Como já afirmou esta tribuna, “são tolas todas as teses que buscam dar respostas circunstanciais ou centrada na figura da vereadora, como aquela que advoga que a morte fora encomendada porque Marielle teria sido uma ‘pedra no sapato’ dos paramilitares. Não, nenhuma dessas teses se sustentam” . Se bem possam haver convergências circunstanciais de interesses, a verdade é que Marielle foi morta no esteio e no rastro da escalada golpista promovida pela extrema-direita, em escala nacional.

Por delações, já se sabe que Élcio Queiroz, ex-policial militar, foi o motorista do carro que perseguiu a ex-vereadora, enquanto que Ronnie Lessa, também ex-policial militar, foi o executor do atentado. Sabemos ainda que, no ano novo de 2017, Ronnie Lessa procurou Élcio, informando que faria o atentado, inclusive dizendo que já havia tentado, sem sucesso, naquele mesmo ano. Ronnie e Élcio mobilizaram ainda Maxwel Simões Corrêa e Edilson Barbosa dos Santos para realizarem a vigilância da rotina de Marielle e o desaparecimento do carro que seria utilizado na operação. Por fim, sabemos que Ronnie Lessa não foi o idealizador da operação: o executor de Marielle sequer sabe quem é o mandante, pois tudo foi intermediado pelo ex-policial militar Edmilson Oliveira da Silva (Macalé), que foi oportunamente executado em uma emboscada, em 2021.

As próprias investigações buscam, numa relação interpessoal, a motivação para o atentado. E fracassam. Seja quem for o mandante, apenas uma visão de conjunto pode interpretar corretamente os fatos. Façamos novamente uma regressão, que esta tribuna já fez em outros momentos : Ronnie Lessa e Élcio são ambos ligados às forças paramilitares de extrema-direita do Rio de Janeiro (“milícias”). Lessa, por sua vez, coincidência ou não, morou no mesmo condomínio que Jair Bolsonaro, na Barra da Tijuca, tendo existido já um grau de parentesco entre eles: a filha do assassino de Marielle namorou o filho mais novo de Bolsonaro. Lembremos, ainda, que no início das investigações, Ronnie Lessa afirmou que quem executou Marielle foi Adriano da Nóbrega, então chefe do grupo paramilitar “Escritório do Crime”, e que já teve sua mãe e sua esposa trabalhando no gabinete de Flávio Bolsonaro. Adriano foi executado, em uma operação coordenada entre a PM do Rio e da Bahia, em 2020, durante o governo Bolsonaro, no que foi denunciado por sua esposa como “queima de arquivos”. Mas, qual caso queriam enterrar: essa dúvida nunca foi esclarecida. Em escutas telefônicas, foi descoberto que, após tal operação, membros do “Escritório do Crime” teriam feito contato com “Jair”, “presidente” ou “homem da casa de vidro”, segundo seus códigos. As escutas não puderam ser retomadas, pois possivelmente envolveriam o então presidente, o que extrapolaria a competência do Ministério Público.
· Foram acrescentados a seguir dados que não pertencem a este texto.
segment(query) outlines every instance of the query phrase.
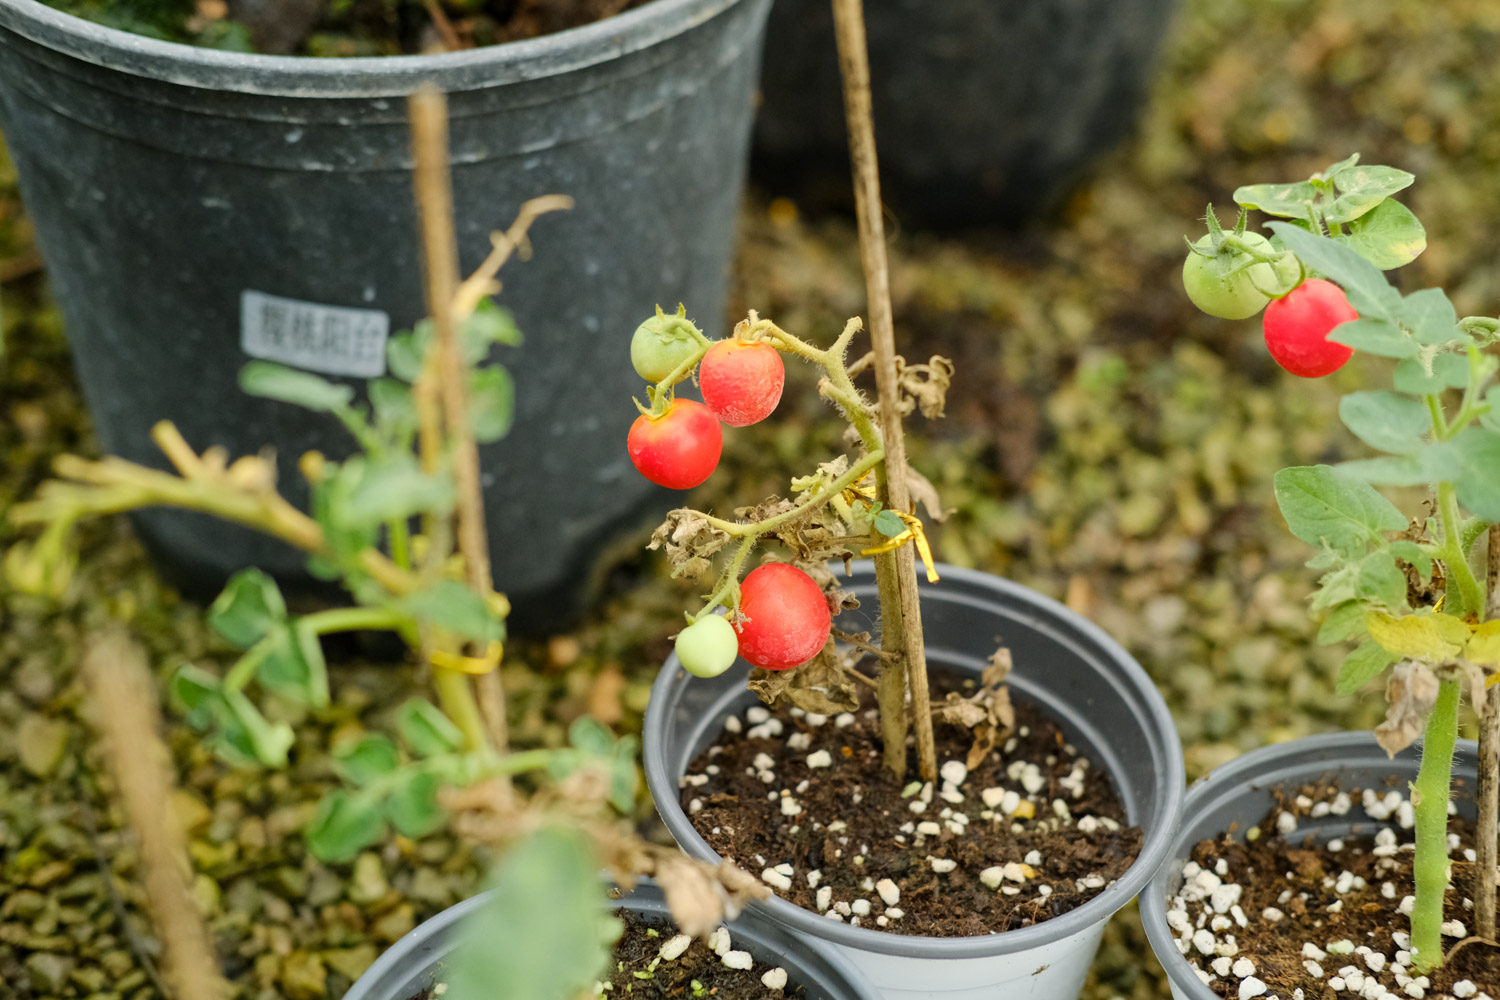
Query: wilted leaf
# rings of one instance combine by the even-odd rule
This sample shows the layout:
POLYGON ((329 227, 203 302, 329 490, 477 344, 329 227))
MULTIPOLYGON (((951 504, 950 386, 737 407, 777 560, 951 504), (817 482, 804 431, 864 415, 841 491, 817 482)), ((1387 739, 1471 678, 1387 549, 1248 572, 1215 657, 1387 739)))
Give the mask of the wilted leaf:
POLYGON ((229 578, 207 617, 209 626, 236 649, 249 649, 286 621, 286 601, 270 576, 242 569, 229 578))
POLYGON ((1409 264, 1427 249, 1427 231, 1399 201, 1381 202, 1336 238, 1383 271, 1409 264))
POLYGON ((707 559, 729 542, 729 535, 708 523, 696 510, 679 507, 651 534, 647 549, 662 549, 673 576, 698 559, 707 559))
POLYGON ((1432 428, 1426 406, 1394 392, 1351 392, 1339 400, 1339 417, 1361 441, 1396 454, 1417 450, 1432 428))
POLYGON ((418 757, 452 753, 464 745, 462 731, 425 698, 409 698, 396 710, 396 732, 418 757))
POLYGON ((403 837, 425 837, 447 820, 438 804, 438 782, 425 771, 411 769, 385 799, 385 818, 403 837))
POLYGON ((1464 656, 1480 666, 1500 670, 1500 621, 1485 622, 1469 636, 1464 656))
POLYGON ((1351 695, 1364 687, 1369 680, 1386 667, 1396 662, 1396 657, 1381 648, 1380 643, 1367 640, 1344 657, 1339 668, 1336 690, 1340 695, 1351 695))
POLYGON ((925 365, 909 365, 898 357, 896 373, 902 413, 910 413, 915 407, 928 420, 943 416, 948 386, 953 381, 952 361, 934 354, 925 365))
POLYGON ((401 766, 390 737, 371 733, 333 751, 333 767, 351 785, 367 785, 401 766))
POLYGON ((323 861, 352 861, 385 836, 385 819, 370 796, 335 788, 318 803, 304 835, 308 850, 323 861))
POLYGON ((1375 727, 1375 740, 1382 750, 1394 757, 1416 742, 1437 704, 1438 687, 1437 676, 1425 664, 1412 660, 1396 664, 1385 687, 1390 707, 1385 721, 1375 727))
POLYGON ((1401 293, 1385 280, 1378 267, 1357 251, 1285 222, 1272 222, 1268 228, 1304 264, 1337 283, 1360 316, 1384 320, 1396 318, 1401 293))
POLYGON ((347 385, 270 361, 251 361, 241 368, 240 389, 319 413, 342 409, 354 398, 354 390, 347 385))
POLYGON ((750 671, 747 686, 767 705, 787 702, 817 715, 838 715, 859 708, 859 688, 839 662, 829 642, 807 663, 792 670, 750 671))
POLYGON ((1406 517, 1373 486, 1327 465, 1282 469, 1274 484, 1287 526, 1309 545, 1327 544, 1353 555, 1380 541, 1381 532, 1406 527, 1406 517))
Por isso, não é possível explicar as contradições que resultaram na morte de Marielle através de simples conexões interpessoais. Marielle foi executada por uma confluência de interesses e relações no submundo da extrema-direita, dos grupos paramilitares originados dos “esquadrões da morte” do regime militar. Sua execução é produto da fusão de interesses desses grupos locais que resistiam à centralização que o Exército buscava realizar através da intervenção militar, por um lado, e o interesse político nacional da extrema-direita bolsonarista de justificar uma intervenção militar, por outro lado. A morte da Marielle; a agitação de extrema-direita buscando politizar e ganhar o movimento dos caminhoneiros que estourou em greve, são dois dos mais importantes episódios dessa tentativa de acidentar o terreno institucional e produzir uma ruptura institucional – coisa que era aventada pelo então comandante do Exército, Eduardo Villas-Bôas, para quem o caos social seria motivo para um golpe militar.

Não haverá verdadeiro esclarecimento do crime se não houver verdadeira investigação dessas relações mais abrangentes. Marielle foi vítima da velha democracia que, incapaz de aplacar o golpismo que germina desde suas entranhas, produziu o próprio bolsonarismo e amamentou a extrema-direita com décadas de apaziguamento e conciliação. Além de vítima do bolsonarismo, Marielle foi vítima das próprias ilusões com a “democracia”.